Griffith has modeled for Bad Boy clothing in an ad that appeared in Rolling Stone, Vibe and The Source magazines and appeared in Sports Illustrated for Women 2000 Swimsuit Issue. He also played alongside Vivica A. Fox in the Kelly Price vocaled remake of Shirley Murdock's "As We Lay" music video. Griffith began the Robert Griffith Foundation during the 1998 offseason, which provides college scholarships for at risk and disadvantaged youth throughout the country.

===NFL statistics===

| Year | Team | Games | Combined tackles | Tackles | Assisted tackles | Sacks | Forced fumbles | Fumble recoveries | Fumble return yards | Interceptions | Interception return yards | Yards per interception return | Longest interception return | Interceptions returned for touchdown | Passes defended |
| 1994 | MIN | 15 | 11 | 8 | 3 | 0.0 | 1 | 0 | 0 | 0 | 0 | 0 | 0 | 0 | 1 |
| 1995 | MIN | 16 | 40 | 30 | 10 | 0.5 | 0 | 0 | 0 | 0 | 0 | 0 | 0 | 0 | 4 |
| 1996 | MIN | 14 | 95 | 77 | 18 | 2.0 | 2 | 0 | 0 | 4 | 67 | 17 | 41 | 0 | 8 |
| 1997 | MIN | 16 | 114 | 89 | 25 | 0.0 | 1 | 0 | 0 | 2 | 26 | 13 | 21 | 0 | 4 |
| 1998 | MIN | 16 | 87 | 72 | 15 | 0.0 | 2 | 0 | 0 | 5 | 25 | 5 | 17 | 0 | 11 |
| 1999 | MIN | 16 | 121 | 94 | 27 | 4.0 | 1 | 0 | 0 | 3 | 0 | 0 | 0 | 0 | 8 |
| 2000 | MIN | 16 | 103 | 74 | 29 | 1.0 | 1 | 2 | 0 | 1 | 25 | 25 | 25 | 0 | 5 |
| 2001 | MIN | 10 | 62 | 46 | 16 | 0.0 | 1 | 0 | 0 | 2 | 25 | 13 | 14 | 0 | 6 |
| 2002 | CLE | 12 | 73 | 62 | 11 | 0.0 | 0 | 0 | 0 | 3 | 0 | 0 | 0 | 0 | 7 |
| 2003 | CLE | 16 | 92 | 73 | 19 | 0.0 | 1 | 0 | 0 | 2 | 3 | 2 | 3 | 0 | 7 |
| 2004 | CLE | 16 | 118 | 92 | 26 | 1.0 | 0 | 0 | 0 | 1 | 18 | 18 | 18 | 0 | 3 |
| 2005 | ARI | 16 | 64 | 50 | 14 | 0.0 | 2 | 0 | 0 | 1 | 11 | 11 | 11 | 0 | 5 |
| 2006 | ARI | 16 | 80 | 61 | 19 | 0.0 | 1 | 1 | 0 | 3 | 30 | 10 | 23 | 0 | 10 |
| Career |  | 195 | 1,060 | 828 | 232 | 8.5 | 13 | 3 | 0 | 27 | 230 | 9 | 41 | 0 | 79 |
Reference:

==Philanthropy==
In 1998, he founded the Robert Griffith Foundation, a program which provides college scholarships to underprivileged high school seniors.
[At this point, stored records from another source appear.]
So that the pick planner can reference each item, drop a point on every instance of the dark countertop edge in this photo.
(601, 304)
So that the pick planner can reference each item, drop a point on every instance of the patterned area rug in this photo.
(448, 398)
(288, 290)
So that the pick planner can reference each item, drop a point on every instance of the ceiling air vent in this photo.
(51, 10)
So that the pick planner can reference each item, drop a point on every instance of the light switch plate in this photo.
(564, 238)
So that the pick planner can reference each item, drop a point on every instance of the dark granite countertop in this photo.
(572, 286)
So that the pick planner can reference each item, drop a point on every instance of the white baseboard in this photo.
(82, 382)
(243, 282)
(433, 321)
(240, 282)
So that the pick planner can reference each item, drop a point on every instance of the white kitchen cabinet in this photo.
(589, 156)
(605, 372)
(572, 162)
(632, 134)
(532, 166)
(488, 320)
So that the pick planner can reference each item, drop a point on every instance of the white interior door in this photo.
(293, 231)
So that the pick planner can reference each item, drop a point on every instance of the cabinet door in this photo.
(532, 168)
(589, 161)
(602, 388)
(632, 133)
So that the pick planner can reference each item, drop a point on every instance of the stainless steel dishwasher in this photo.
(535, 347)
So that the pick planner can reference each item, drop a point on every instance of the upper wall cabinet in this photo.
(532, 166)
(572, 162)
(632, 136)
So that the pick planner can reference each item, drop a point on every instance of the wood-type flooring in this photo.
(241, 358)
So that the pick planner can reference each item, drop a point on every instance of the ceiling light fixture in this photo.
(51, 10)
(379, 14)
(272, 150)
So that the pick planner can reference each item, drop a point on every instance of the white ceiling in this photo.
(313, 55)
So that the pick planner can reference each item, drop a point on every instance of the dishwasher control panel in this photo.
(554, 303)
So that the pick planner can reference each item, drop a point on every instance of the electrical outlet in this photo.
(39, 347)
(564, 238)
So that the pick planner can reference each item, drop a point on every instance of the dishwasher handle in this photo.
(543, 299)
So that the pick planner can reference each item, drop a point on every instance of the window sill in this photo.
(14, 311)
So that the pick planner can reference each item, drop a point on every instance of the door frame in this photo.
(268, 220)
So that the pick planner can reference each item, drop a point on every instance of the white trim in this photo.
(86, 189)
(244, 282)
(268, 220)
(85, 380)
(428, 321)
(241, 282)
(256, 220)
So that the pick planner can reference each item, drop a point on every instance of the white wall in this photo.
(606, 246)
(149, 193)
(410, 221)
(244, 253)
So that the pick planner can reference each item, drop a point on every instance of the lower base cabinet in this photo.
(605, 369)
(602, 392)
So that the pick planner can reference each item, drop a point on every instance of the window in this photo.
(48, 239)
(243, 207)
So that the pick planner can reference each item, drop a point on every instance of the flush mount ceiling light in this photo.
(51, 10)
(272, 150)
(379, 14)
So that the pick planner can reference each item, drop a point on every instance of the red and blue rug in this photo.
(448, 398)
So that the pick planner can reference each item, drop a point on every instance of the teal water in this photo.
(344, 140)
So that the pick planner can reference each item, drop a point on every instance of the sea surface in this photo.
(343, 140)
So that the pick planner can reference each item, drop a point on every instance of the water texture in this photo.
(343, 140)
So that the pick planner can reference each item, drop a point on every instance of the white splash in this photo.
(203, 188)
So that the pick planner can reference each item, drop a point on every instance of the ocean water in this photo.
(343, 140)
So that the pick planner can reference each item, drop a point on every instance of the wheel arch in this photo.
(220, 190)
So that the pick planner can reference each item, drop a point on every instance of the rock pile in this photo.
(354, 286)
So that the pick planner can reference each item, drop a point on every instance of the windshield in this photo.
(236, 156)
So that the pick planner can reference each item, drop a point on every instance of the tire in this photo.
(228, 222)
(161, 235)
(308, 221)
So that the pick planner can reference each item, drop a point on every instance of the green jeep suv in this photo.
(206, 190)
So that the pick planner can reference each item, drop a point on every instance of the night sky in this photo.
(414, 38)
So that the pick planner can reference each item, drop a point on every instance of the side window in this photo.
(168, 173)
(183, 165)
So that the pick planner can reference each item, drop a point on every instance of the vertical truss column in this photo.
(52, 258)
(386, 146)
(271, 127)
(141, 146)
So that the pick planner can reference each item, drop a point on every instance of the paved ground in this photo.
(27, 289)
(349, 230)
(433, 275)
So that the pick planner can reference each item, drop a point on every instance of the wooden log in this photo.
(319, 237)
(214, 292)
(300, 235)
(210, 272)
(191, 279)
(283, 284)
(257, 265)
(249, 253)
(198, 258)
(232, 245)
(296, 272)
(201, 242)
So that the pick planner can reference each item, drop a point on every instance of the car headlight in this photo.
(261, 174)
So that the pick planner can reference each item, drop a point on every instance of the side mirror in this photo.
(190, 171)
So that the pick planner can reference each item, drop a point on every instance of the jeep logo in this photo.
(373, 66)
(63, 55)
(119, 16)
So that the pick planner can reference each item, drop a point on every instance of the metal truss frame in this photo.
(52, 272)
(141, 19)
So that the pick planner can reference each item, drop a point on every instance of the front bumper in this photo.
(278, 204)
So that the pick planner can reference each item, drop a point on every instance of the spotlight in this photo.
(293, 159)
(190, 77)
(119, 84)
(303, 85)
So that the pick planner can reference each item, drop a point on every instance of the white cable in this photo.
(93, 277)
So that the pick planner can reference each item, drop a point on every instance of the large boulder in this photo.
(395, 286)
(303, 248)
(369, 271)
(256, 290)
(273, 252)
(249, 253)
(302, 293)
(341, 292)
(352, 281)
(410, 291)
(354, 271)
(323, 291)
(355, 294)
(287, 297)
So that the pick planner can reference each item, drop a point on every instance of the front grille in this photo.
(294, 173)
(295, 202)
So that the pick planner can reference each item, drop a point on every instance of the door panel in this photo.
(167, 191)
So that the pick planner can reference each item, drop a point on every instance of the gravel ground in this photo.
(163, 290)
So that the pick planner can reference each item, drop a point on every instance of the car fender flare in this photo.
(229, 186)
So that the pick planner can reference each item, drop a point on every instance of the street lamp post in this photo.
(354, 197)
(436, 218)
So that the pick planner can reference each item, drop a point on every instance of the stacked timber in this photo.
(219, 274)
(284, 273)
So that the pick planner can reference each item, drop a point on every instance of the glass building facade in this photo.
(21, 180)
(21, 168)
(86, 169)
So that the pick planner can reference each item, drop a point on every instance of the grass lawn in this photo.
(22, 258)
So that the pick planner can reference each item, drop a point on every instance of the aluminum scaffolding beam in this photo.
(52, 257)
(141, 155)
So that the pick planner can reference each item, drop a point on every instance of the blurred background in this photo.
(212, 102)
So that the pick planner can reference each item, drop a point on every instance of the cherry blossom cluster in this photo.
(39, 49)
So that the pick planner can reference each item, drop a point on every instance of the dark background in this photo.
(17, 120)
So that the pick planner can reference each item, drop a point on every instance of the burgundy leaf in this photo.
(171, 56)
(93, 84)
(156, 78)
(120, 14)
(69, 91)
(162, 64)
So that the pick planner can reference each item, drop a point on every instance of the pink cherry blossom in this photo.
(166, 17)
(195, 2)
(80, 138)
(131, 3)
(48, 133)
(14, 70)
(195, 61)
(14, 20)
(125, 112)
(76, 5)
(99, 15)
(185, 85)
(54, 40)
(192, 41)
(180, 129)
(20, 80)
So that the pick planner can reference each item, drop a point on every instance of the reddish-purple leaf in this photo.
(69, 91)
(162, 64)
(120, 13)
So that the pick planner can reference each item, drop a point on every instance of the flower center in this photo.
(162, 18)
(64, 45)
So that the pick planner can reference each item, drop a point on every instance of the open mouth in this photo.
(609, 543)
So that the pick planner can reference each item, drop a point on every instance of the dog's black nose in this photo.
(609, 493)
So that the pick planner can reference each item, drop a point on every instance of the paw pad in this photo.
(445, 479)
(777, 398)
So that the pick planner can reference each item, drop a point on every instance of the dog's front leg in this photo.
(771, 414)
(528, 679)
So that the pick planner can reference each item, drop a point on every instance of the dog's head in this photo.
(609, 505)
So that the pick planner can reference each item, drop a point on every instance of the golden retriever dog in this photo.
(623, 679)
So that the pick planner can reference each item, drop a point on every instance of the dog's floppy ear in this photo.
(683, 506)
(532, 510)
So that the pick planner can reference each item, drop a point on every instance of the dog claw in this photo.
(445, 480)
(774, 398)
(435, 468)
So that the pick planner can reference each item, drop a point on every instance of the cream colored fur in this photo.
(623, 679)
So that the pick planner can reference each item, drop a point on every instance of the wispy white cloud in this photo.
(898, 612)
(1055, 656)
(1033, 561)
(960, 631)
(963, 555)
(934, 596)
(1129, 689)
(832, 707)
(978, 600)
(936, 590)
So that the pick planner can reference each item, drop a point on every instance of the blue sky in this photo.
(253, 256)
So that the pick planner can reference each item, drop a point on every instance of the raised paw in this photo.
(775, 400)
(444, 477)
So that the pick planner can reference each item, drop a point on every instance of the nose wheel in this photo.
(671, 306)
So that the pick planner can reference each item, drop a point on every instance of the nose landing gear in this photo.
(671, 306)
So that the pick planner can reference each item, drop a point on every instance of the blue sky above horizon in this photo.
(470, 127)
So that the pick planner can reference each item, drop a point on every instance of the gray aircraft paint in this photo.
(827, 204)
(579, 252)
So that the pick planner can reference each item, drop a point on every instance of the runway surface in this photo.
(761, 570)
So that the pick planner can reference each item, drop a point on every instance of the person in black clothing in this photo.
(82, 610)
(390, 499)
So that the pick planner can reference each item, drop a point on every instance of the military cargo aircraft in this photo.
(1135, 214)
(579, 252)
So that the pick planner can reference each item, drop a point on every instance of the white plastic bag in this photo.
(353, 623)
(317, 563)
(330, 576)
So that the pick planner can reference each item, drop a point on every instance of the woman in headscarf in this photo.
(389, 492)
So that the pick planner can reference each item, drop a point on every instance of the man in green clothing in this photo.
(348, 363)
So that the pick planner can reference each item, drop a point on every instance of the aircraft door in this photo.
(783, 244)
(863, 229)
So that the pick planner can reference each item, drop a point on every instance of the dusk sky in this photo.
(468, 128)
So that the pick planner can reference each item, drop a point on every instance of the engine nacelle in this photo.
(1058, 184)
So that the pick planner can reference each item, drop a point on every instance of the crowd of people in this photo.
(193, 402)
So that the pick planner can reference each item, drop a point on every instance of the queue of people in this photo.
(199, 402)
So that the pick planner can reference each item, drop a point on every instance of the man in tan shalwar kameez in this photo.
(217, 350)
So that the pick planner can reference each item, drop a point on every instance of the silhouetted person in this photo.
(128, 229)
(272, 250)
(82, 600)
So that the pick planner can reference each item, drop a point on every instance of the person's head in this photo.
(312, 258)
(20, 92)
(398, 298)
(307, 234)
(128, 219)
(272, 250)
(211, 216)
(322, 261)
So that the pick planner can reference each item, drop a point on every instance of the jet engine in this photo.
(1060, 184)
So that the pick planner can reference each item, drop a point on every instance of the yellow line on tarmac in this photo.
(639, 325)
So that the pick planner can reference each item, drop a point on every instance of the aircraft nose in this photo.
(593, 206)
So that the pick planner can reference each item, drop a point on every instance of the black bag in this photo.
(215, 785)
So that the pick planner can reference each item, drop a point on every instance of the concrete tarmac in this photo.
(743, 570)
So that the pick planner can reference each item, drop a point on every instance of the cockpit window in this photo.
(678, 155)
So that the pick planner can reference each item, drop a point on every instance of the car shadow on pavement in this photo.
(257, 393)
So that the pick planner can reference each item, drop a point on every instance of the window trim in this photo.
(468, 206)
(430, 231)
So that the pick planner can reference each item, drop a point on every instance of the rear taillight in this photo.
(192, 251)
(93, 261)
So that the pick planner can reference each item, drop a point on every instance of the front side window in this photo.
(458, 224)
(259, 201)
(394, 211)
Later, Griffith initiated the Viking Challenge which targets K-6th graders and challenges them in success, responsibility, non-violence, academic improvement, and drug and alcohol abstinence.

==Personal life==
Griffith resides in Southern California. He has traveled extensively in the Americas and Europe for professional and personal purposes.